The bible of the book trade, The Bookseller, noted in late June that translation rights had also been sold to Brazil, France, Germany, Holland, Italy and Portugal.


There is a lot at stake. Ardern has been offered an advance estimated at between $1 million and $1.5 million. One publishing insider reckoned that her publishers would be hoping to sell more than 250,000 copies worldwide.


While a publication date for the as-yet untitled memoir has not been announced, its publisher described the book as “full of warm and humorous stories, advice, and insight”. It adds that it “carries forth the idea that you can be your own kind of leader and still make a difference”.


The Labour politicians taking a shellacking in the trenches back in New Zealand in the closing weeks of their campaign must marvel at how Ardern’s determination to be her “own kind of leader” has played out for her. They will be particularly aware of her exquisite timing in abandoning the battle for her government’s re-election.

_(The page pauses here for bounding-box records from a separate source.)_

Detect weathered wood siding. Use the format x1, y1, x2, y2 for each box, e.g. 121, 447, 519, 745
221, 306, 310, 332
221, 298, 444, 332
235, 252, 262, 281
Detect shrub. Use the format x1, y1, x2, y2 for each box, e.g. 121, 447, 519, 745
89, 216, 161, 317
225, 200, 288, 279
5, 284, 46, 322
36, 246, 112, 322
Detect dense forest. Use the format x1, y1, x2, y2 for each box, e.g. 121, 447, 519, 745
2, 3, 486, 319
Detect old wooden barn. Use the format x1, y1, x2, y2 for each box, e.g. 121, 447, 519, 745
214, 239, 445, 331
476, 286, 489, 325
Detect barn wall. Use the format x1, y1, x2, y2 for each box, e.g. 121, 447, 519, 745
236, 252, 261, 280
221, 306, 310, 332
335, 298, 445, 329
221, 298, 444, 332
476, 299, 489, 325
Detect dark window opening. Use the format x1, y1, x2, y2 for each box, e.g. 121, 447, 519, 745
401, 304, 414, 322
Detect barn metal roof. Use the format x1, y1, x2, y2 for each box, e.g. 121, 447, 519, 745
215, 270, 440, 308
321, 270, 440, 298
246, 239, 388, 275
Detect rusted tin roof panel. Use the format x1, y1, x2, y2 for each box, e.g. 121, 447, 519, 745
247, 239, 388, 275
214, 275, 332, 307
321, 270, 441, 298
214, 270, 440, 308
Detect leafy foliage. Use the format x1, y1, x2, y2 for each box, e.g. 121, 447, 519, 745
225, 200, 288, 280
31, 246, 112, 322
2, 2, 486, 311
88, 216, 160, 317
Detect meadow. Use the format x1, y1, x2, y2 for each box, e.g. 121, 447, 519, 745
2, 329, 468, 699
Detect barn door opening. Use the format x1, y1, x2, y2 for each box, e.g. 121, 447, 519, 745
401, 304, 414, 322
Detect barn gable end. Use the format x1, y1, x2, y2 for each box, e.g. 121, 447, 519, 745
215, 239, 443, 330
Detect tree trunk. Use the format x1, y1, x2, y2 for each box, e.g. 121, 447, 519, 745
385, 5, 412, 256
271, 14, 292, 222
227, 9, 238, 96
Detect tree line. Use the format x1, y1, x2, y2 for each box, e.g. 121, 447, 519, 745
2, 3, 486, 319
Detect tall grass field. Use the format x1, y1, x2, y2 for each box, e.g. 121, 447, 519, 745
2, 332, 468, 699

By quitting national politics eight months before Labour’s likely defeat in October, she has ensured her reputation will not be tarnished by association. Even better, Ardern has skipped away with a damehood — despite repeatedly professing to be a republican — and with a handsome payday from her publisher coming her way.


At the end of her valedictory address in Parliament in April, Ardern said she hoped her career showed that, “You can be anxious, sensitive, kind, and wear your heart on your sleeve. You can be a mother, or not, you can be an ex-Mormon, or not, you can be a nerd, a crier, a hugger, you can be all of these things, and not only can you be here, you can lead, just like me.”


Ardern’s voice quavered at the close — perhaps overwhelmed by her own goodness — but she really should have added that it helps if you’re shrewd as well. She is certainly shrewd enough to stay well away from the spotlight as the ordure from her five years as Prime Minister hits the fan for Labour. And given her polarising effect on voters, Labour’s grandees seem keen on her staying mostly invisible as well.